Lets say within my program I want to execute two child processes, one to to execute a "ls -al" command and then pipe that into "wc" command and display the output on the terminal. How can I do this using pipe file descriptors so far the code I have written: An example would be greatly helpful

int main(int argc, char *argv[]) {
int pipefd[2]


  pipe(pipefd2);
  if ((fork()) == 0) {
     dup2(pipefd2[1],STDOUT_FILENO);
     close(pipefd2[0]);
     close(pipefd2[1]);
     execl("ls", "ls","-al", NULL);
     exit(EXIT_FAILURE);
  } 

  if ((fork()) == 0){
      dup2(pipefd2[0],STDIN_FILENO);
      close(pipefd2[0]);
      close(pipefd2[1]);
      execl("/usr/bin/wc","wc",NULL);
      exit(EXIT_FAILURE);
  }
  close(pipefd[0]);
  close(pipefd[1]);
  close(pipefd2[0]);
  close(pipefd2[1]);

}

+3  A: 

Your example code was syntactically and semantically broken (e.g. pipefd2 not decared, confusion between pipefd and pipefd2, etc.) Since this smells like homework, please make sure you understand my annotations below and ask more if you need to. I've omitted error checks on pipe, fork and dup, but they should be there, ideally.
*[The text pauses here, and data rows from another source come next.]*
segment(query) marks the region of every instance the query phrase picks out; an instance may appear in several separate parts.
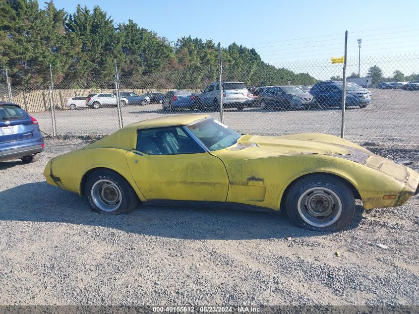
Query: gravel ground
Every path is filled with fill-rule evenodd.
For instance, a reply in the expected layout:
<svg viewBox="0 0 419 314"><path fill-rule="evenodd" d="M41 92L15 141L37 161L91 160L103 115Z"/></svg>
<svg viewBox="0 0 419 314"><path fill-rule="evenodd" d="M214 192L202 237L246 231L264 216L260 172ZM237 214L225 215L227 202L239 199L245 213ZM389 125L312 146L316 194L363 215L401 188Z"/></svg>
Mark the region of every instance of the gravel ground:
<svg viewBox="0 0 419 314"><path fill-rule="evenodd" d="M419 145L419 91L371 89L372 102L363 109L351 107L346 111L346 137L358 142L391 142L393 145ZM188 111L183 112L188 113ZM195 110L217 119L219 113ZM179 114L179 112L175 113ZM162 110L162 105L128 106L122 108L124 125L173 114ZM33 114L43 130L52 133L51 113ZM337 108L317 111L264 111L246 108L242 112L226 110L224 123L242 133L283 134L305 132L341 134L341 112ZM56 112L58 134L83 134L112 133L118 127L115 107L96 110L80 109Z"/></svg>
<svg viewBox="0 0 419 314"><path fill-rule="evenodd" d="M85 144L49 139L39 162L0 164L0 305L419 305L418 196L359 205L333 234L228 208L100 215L42 175ZM419 162L417 150L370 148Z"/></svg>

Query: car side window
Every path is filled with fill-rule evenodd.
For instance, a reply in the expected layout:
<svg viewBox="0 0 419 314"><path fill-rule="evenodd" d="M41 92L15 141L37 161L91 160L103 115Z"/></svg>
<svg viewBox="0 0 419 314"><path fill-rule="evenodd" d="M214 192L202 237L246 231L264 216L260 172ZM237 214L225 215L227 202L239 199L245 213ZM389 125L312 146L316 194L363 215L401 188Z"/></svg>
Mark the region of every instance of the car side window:
<svg viewBox="0 0 419 314"><path fill-rule="evenodd" d="M148 155L196 154L205 151L180 127L139 130L137 150Z"/></svg>

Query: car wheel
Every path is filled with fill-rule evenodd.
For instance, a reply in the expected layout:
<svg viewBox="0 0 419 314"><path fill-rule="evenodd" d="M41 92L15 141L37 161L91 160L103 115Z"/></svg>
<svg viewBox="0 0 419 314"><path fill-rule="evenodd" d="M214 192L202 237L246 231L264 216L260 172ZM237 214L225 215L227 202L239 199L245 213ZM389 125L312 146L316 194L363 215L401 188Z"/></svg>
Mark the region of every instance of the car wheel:
<svg viewBox="0 0 419 314"><path fill-rule="evenodd" d="M24 156L20 160L25 164L31 164L38 161L41 158L41 153L35 154L33 156Z"/></svg>
<svg viewBox="0 0 419 314"><path fill-rule="evenodd" d="M285 207L297 225L317 231L344 229L355 212L355 198L342 180L327 174L298 179L290 187Z"/></svg>
<svg viewBox="0 0 419 314"><path fill-rule="evenodd" d="M89 206L102 214L124 214L140 204L138 196L126 180L108 169L92 173L86 181L83 192Z"/></svg>

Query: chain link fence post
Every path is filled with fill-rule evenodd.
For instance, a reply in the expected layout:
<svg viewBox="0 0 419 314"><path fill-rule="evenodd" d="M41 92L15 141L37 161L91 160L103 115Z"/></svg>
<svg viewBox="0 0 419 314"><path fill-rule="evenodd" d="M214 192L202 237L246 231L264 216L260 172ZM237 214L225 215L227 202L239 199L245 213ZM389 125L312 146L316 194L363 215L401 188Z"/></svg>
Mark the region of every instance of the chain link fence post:
<svg viewBox="0 0 419 314"><path fill-rule="evenodd" d="M117 108L118 112L118 126L120 129L123 127L121 111L121 102L120 97L120 79L118 76L118 68L117 65L117 60L115 59L115 92L117 94Z"/></svg>
<svg viewBox="0 0 419 314"><path fill-rule="evenodd" d="M221 44L218 43L218 59L220 63L220 120L224 123L224 108L223 104L223 64L221 62Z"/></svg>
<svg viewBox="0 0 419 314"><path fill-rule="evenodd" d="M13 95L11 93L11 86L10 86L10 82L9 82L9 75L7 73L7 69L6 70L6 85L7 86L7 96L9 98L9 102L11 103L13 102Z"/></svg>
<svg viewBox="0 0 419 314"><path fill-rule="evenodd" d="M345 138L345 107L346 106L346 59L348 52L348 31L345 32L345 57L343 60L343 74L342 75L342 122L341 124L341 137Z"/></svg>
<svg viewBox="0 0 419 314"><path fill-rule="evenodd" d="M57 136L57 125L56 124L55 105L54 105L54 84L53 82L53 68L50 64L50 78L51 79L50 85L50 104L51 110L51 120L53 123L53 137Z"/></svg>

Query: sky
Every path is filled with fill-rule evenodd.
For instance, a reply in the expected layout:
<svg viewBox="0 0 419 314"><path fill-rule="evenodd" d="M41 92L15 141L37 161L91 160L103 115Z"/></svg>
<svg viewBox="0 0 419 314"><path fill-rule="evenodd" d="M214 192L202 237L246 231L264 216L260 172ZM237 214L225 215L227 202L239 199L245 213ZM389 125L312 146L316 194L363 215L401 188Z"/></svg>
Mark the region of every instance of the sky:
<svg viewBox="0 0 419 314"><path fill-rule="evenodd" d="M116 23L131 19L171 42L189 35L220 42L223 47L235 42L254 48L264 61L271 64L330 60L342 56L346 30L348 60L358 60L357 39L362 39L364 72L373 56L419 53L419 1L416 0L54 2L69 13L74 11L78 3L90 9L99 5ZM399 67L404 66L410 74L414 71L406 63L401 62Z"/></svg>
int main(int argc, char *argv[]) {
    int pipefd[2];
    pid_t ls_pid, wc_pid;

    pipe(pipefd);

    // this child is generating output to the pipe
    //
    if ((ls_pid = fork()) == 0) {
        // attach stdout to the left side of pipe
        // and inherit stdin and stdout from parent
        dup2(pipefd[1],STDOUT_FILENO);
        close(pipefd[0]);              // not using the right side

        execl("/bin/ls", "ls","-al", NULL);
        perror("exec ls failed");
        exit(EXIT_FAILURE);
    } 

    // this child is consuming input from the pipe
    //
    if ((wc_pid = fork()) == 0) {
        // attach stdin to the right side of pipe
        // and inherit stdout and stderr from parent
        dup2(pipefd[0], STDIN_FILENO);

        close(pipefd[1]);              // not using the left side
        execl("/usr/bin/wc", "wc", NULL);
        perror("exec wc failed");
        exit(EXIT_FAILURE);
    }

    // explicitly not waiting for ls_pid here
    // wc_pid isn't even my child, it belongs to ls_pid

    return EXIT_SUCCESS;
}
msw
It is **not** true that closing one `dup`'d file descriptor closes the other. Closing one just removes one handle to the open file. The file itself is not closed until all `dup`'d file descriptors to it are closed.
caf
Oh, and you *should* close the `pipefd` file descriptors in the parent - it doesn't need them (and the reading child won't see end-of-file until the parent closes its handle on the writing end). Again, `close()` only gets rid of the handle you pass it, the underlying pipe isn't closed until *all* of the handles to it, in *every* process, are closed.
caf
How right you are, caf, corrected, thanks.